Et dire qu'elle avait pensé trouver le salut dans ce boulot, payer pour ses péchés, une sorte de rédemption pour toutes les saletés qu'elle avait faites, ou dites, dans sa vie.
Marie n'a pas toujours été une sainte (elle ne s'est jamais voilé la face, ça fait partie d'la thérapie) et a souvent trouvé refuge dans l'absinthe. Père plus qu'autoritaire, mère démissionnaire, l'alcool dont elle désinfectait ses plaies avait fini par trouver le chemin du gosier :
Voilà le souvenir enivrant qui voltige
Dans l'air troublé ; les yeux se ferment ; le Vertige
Saisit l'âme vaincue et la pousse à deux mains
Vers un gouffre obscurci de miasmes humains ;(*)
Un soir, l'âme du vin chantait dans les bouteilles :
" Homme, vers toi je pousse, ô cher déshérité,
Sous ma prison de verre et mes cires vermeilles,
Un chant plein de lumière et de fraternité !
En toi je tomberai, végétale ambroisie,
Grain précieux jeté par l'éternel Semeur,
Pour que de notre amour naisse la poésie
Qui jaillira vers Dieu comme une rare fleur ! "(**)
La première (et unique ?) chose qui lui vint à l'esprit (pour aussitôt repartir) fut: « Mais, je ne suis pas un homme ! » (elle l'avait sûrement souhaité). Que la bouteille chantât ne semblait pas la déranger. Sans doute avait-elle une belle voix..

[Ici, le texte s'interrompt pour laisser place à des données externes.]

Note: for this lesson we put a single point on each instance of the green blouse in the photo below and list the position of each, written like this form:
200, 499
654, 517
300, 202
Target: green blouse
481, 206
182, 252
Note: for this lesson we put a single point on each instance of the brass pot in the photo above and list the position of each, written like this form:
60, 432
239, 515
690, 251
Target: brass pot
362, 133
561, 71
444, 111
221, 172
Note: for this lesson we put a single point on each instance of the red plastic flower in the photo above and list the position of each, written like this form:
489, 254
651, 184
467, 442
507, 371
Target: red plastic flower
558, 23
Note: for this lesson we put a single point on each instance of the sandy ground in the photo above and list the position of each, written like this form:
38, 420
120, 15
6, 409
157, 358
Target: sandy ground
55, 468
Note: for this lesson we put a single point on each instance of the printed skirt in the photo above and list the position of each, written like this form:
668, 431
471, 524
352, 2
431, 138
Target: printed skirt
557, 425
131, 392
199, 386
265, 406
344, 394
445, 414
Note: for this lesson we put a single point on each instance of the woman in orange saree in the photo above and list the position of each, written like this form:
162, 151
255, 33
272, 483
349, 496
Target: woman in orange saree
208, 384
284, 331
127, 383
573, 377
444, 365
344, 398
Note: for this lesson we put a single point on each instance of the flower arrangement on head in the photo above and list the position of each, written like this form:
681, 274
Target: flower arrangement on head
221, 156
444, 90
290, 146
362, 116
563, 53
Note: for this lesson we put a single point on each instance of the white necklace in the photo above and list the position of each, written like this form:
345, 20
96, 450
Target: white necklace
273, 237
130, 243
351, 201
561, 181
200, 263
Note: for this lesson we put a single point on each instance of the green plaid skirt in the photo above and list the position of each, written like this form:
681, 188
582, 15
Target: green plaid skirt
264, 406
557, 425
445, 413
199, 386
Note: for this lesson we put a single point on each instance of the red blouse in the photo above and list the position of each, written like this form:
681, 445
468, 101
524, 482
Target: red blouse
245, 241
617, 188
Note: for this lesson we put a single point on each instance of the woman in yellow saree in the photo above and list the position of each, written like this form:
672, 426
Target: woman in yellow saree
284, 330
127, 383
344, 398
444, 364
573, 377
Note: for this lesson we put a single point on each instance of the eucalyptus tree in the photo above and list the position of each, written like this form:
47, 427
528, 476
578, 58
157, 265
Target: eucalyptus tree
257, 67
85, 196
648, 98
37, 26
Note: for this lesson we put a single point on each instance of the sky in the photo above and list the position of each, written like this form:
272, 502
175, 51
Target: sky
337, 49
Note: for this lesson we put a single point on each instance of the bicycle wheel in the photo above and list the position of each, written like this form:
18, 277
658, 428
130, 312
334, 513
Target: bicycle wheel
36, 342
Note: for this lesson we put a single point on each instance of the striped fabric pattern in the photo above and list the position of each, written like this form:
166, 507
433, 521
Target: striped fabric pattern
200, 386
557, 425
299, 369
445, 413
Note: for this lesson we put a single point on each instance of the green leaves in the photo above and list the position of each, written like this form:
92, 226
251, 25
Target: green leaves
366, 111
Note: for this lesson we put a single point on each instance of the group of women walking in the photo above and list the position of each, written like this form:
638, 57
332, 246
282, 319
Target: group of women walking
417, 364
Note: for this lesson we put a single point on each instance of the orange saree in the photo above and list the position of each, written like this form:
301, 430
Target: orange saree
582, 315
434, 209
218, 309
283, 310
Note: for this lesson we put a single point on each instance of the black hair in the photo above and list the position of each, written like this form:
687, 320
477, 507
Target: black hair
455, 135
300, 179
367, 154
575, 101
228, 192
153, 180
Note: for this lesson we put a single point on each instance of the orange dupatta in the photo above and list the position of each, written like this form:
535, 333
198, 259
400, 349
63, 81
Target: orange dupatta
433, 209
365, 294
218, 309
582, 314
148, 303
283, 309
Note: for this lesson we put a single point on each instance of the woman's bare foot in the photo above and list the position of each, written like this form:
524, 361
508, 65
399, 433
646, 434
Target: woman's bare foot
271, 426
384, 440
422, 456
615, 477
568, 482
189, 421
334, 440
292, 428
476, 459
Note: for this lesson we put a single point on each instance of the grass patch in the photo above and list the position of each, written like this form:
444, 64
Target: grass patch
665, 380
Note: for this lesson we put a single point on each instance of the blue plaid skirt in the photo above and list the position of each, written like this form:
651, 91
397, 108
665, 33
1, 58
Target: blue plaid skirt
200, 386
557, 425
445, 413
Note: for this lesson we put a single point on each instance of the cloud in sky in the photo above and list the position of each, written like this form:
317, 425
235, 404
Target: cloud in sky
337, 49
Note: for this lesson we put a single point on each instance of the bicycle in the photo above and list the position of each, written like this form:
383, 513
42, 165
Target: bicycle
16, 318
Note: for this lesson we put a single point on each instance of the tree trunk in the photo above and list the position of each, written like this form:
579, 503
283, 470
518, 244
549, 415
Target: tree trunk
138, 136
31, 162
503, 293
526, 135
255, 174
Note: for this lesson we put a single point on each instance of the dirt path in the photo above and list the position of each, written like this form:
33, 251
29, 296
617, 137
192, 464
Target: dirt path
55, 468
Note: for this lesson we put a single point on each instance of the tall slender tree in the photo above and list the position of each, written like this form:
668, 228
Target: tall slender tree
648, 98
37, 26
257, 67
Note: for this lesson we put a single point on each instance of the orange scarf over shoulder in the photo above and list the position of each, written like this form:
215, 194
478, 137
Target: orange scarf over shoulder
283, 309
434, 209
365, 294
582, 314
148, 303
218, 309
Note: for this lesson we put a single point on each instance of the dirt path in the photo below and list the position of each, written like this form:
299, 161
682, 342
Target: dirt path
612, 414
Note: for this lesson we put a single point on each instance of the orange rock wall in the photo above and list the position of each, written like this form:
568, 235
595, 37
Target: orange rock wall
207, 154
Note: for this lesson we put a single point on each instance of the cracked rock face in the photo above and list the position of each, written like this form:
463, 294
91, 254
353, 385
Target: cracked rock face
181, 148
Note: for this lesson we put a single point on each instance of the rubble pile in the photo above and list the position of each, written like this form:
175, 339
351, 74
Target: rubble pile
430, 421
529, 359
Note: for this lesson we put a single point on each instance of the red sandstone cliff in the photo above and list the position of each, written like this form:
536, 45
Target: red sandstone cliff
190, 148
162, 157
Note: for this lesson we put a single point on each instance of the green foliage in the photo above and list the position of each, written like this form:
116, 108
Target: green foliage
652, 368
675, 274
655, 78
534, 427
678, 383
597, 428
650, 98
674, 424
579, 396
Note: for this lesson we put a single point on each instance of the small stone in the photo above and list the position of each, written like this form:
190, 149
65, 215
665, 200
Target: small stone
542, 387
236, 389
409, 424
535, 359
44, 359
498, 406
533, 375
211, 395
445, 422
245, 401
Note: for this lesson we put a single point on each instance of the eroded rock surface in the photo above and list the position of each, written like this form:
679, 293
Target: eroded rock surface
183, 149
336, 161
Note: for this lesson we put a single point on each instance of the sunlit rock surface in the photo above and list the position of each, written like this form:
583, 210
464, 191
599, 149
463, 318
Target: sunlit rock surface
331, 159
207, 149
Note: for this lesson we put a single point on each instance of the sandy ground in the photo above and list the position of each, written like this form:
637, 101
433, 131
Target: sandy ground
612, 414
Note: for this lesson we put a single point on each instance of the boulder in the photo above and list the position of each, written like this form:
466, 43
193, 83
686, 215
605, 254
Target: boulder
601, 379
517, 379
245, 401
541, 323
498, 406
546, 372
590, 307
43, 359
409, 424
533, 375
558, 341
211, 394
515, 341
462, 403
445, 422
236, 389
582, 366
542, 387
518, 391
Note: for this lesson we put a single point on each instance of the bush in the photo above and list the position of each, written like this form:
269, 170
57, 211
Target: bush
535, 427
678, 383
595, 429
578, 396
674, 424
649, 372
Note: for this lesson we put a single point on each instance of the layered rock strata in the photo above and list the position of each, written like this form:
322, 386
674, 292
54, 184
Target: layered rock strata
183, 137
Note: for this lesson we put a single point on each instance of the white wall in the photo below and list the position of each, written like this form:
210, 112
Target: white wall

Dès lors Marie distilla sa poésie dans les verres et fit jaillir de cet amour des nuits pleines d'ennuis. L'on disait d'elle que c'était
une femme belle et de riche encolure,
Qui laisse dans son vin traîner sa chevelure.
Les griffes de l'amour, les poisons du tripot,
Tout glisse et tout s'émousse au granit de sa peau.(***)
Plus tard, certains poussèrent même la chansonnette (ritournelle d'une femme sans retour qui a perdu son «elle ») :
On voit un chiffonnier qui vient, hochant la tête
Butant, et se cognant aux murs comme un poète,
Et sans prendre souci des mouchards, ses sujets,
Épanche tout son coeur en glorieux projets.
Il prête des serments, dicte des lois sublimes,
Terrasse les méchants, relève les victimes,
Et sous le firmament comme un dais suspendu
S'enivre des splendeurs de sa propre vertu.(****)
Un soir, ou un matin qu'elle avait oublié d'être à jeun, pleinement confiante et tout aussi confite, elle s'approcha d'un mâle pas très beau, sur un tabouret perché, qui tenait en son verre un breuvage. Marie, par la liqueur alléchée, s'approcha joyeusement : « on partage » ?
L'homme tenta de l'ignorer, mais se résigna et dût lui tenir ce langage :
Le regard singulier d'une femme galante
Qui se glisse vers nous comme le rayon blanc
Que la lune onduleuse envoie au lac tremblant,
Quand elle y veut baigner sa beauté nonchalante ;
Le dernier sac d'écus dans les doigts d'un joueur ;
Un baiser libertin de la maigre Adeline ;
Les sons d'une musique énervante et câline,
Semblable au cri lointain de l'humaine douleur,
Puis, s'adressant au comptoir ainsi qu'à son bourbon :
Tout cela ne vaut pas, ô bouteille profonde,
Les baumes pénétrants que ta panse féconde
Garde au cœur altéré du poète pieux ;
Tu lui verses l'espoir, la jeunesse et la vie,
- Et l'orgueil, ce trésor de toute gueuserie,
Qui nous rend triomphants et semblables aux Dieux !(*****)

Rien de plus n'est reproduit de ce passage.